Op internet keken we nog eens goed. Prachtig! Taken verdeeld, okay, wie wordt tennistrainer, natuurlijk zo’n grasmaaimachine waar je op kunt rijden, en we kunnen ook vanuit Mimizan werken. De kinderen moeten dan wel naar school hier, geen probleem?

Twee weken later reden we terug naar Eindhoven, die druilerige vrijdagmiddag en de tennisschool als een van de vele vakantiefoto’s in het geheugen. Zonder koopakte op zak maar met het gevoel dat alles mogelijk is (“weet je nog, met die tennisschool,” zeggen we nu wel eens tegen elkaar.) Alleen al daarom dromen we graag over een tennisschool, een eigen hotel of beer, ik noem maar wat.

Dit jaar herlas ik hotel New Hampshire van John Irving tijdens de vakantie. Het boek om zomaar een tennisschool bij te kopen. In Hotel New Hampshire vertelt John, het derde kind in het gezin, de verhalen van zijn familie. Startend met zijn ouders, Mary Bates en Win Berry, en het hotel Airbuthnot aan zee, waar Mary en Win verliefd op elkaar worden, ze een bijna blinde beer op een Indian-motorfiets met zijspan kopen, vijf kinderen krijgen en via Cambridge, Dairy, de tweede wereldoorlog, en vanuit een hotel in Wenen vol prostituees en radicalen in New York belanden.

Het gezin is dan niet helemaal compleet meer, en dat blijft schrijnen, hoe vaak ik het boek ook lees, door die voorkennis draai ik de bladzijdes soms langzamer om, alsof dat helpt om tegen te gaan wat al geschreven is. Een beetje zoals het leven, je moet wel door! Ik heb een zwak voor Ei, het jongste broertje, dat als een hardhorende schim in het veldtenue van een infanterist door de gangen van het hotel dwaalt.
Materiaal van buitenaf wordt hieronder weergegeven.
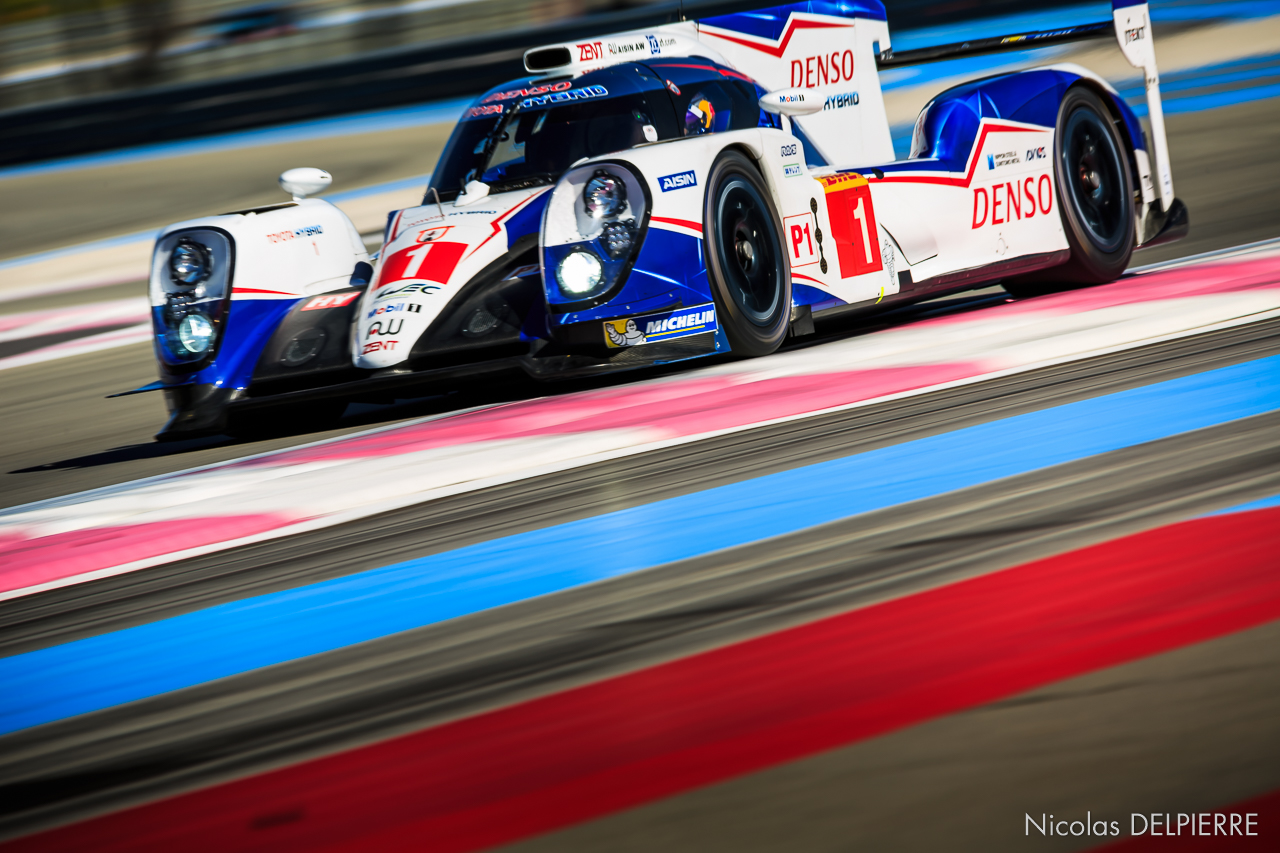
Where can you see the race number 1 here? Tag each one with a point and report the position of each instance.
(853, 223)
(423, 261)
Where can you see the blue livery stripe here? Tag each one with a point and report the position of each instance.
(183, 651)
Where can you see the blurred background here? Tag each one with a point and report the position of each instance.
(119, 117)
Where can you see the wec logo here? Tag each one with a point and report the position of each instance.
(677, 181)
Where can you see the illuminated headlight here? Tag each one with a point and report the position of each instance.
(579, 273)
(190, 263)
(196, 333)
(604, 196)
(617, 238)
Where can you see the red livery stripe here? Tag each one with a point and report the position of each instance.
(590, 751)
(682, 223)
(906, 177)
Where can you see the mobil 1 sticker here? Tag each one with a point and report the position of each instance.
(653, 328)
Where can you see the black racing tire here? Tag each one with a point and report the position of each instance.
(746, 261)
(286, 420)
(1095, 195)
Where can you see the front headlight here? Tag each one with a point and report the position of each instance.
(579, 273)
(604, 195)
(594, 224)
(190, 263)
(196, 333)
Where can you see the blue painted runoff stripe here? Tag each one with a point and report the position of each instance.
(1261, 503)
(218, 642)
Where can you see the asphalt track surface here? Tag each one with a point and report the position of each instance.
(365, 693)
(65, 437)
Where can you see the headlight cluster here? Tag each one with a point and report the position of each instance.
(188, 282)
(600, 231)
(190, 263)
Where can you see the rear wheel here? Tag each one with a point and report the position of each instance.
(749, 273)
(1095, 192)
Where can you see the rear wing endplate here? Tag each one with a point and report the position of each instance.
(1130, 22)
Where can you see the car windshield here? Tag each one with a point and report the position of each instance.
(533, 145)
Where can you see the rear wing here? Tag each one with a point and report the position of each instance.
(1130, 22)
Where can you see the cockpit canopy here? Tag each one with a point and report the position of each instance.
(529, 132)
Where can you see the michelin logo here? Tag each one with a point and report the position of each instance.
(677, 181)
(659, 327)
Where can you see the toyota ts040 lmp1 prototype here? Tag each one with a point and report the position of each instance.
(703, 187)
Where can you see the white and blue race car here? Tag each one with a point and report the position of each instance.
(704, 187)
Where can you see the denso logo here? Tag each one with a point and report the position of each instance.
(333, 300)
(1019, 199)
(284, 236)
(617, 49)
(679, 181)
(571, 95)
(823, 69)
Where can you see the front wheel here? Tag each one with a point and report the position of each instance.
(749, 273)
(1095, 191)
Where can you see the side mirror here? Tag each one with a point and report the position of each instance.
(792, 101)
(362, 274)
(305, 182)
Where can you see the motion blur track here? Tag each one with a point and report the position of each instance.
(1219, 698)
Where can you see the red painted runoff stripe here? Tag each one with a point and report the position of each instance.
(586, 752)
(40, 560)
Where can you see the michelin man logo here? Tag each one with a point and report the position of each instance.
(627, 336)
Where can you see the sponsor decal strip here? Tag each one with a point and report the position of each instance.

Aanwezig en toch ook niet, wat hij zegt doet er niet altijd toe, maar hij moet wel bevestigd worden als hij in de buurt is, en ontzien, zoals dat gaat met jongste broertjes. Een mengeling van onschuld, en een even hardnekkige koppigheid. Hij is wie hij wil zijn, en dan letterlijk, als chauffeur, of Indiaan, met een tomahawk met een versiering van gekleurde kraaltjes op de heupen, en niet veel meer, als een lopend uithangbord voor alles dat het leven te bieden heeft.

Iemand vertelde me eens dat Hotel New Hampshire een boek voor pubers is, of jongvolwassenen. Dwaas om te denken dat alles mogelijk is, en heus, een droom realiseren is toch echt iets anders dan een dagdroom! Het heeft ook nog eens een soort van happy end, dat kan in het oeuvre van Irving dan wel gebruikelijk zijn, maar in het echte leven is dat echt niet zo!

Niet alles komt goed in Hotel New Hampshire. Een happy end? De doden blijven dood, bijvoorbeeld, maar Irving knoopt de overgebleven hoofdpersonen in liefdevolle relaties aan elkaar en schenkt John’s blinde vader tenslotte toch een goedlopend hotel. Het oude hotel Airbuthnot aan zee. In zijn verbeelding dan, want het hotel staat leeg, de voetstappen die hij hoort zijn die van een verdwaald gezin uit Arizona in doorregende kleding, de postbode, of de wind die door de lege gangen dwarrelt.

Zoals onze tennisschool bij Mimizan, waar ik ’s ochtends de ramen open en het gras ruik, het ploffen van tennisballen op het gravel, het net geschilderde hek bij de oprijlaan, waarna ik mijn fiets op slot zet, ergens in Eindhoven. “Dus dromen we verder,” schrijft Irving, “we verzinnen wat we liefhebben en wat we vrezen. En we dromen maar verder – het beste hotel, het volmaakte gezin, het leven als een vakantie aan zee. En onze dromen ontglippen ons haast net zo vlot als we ze voorstellen.”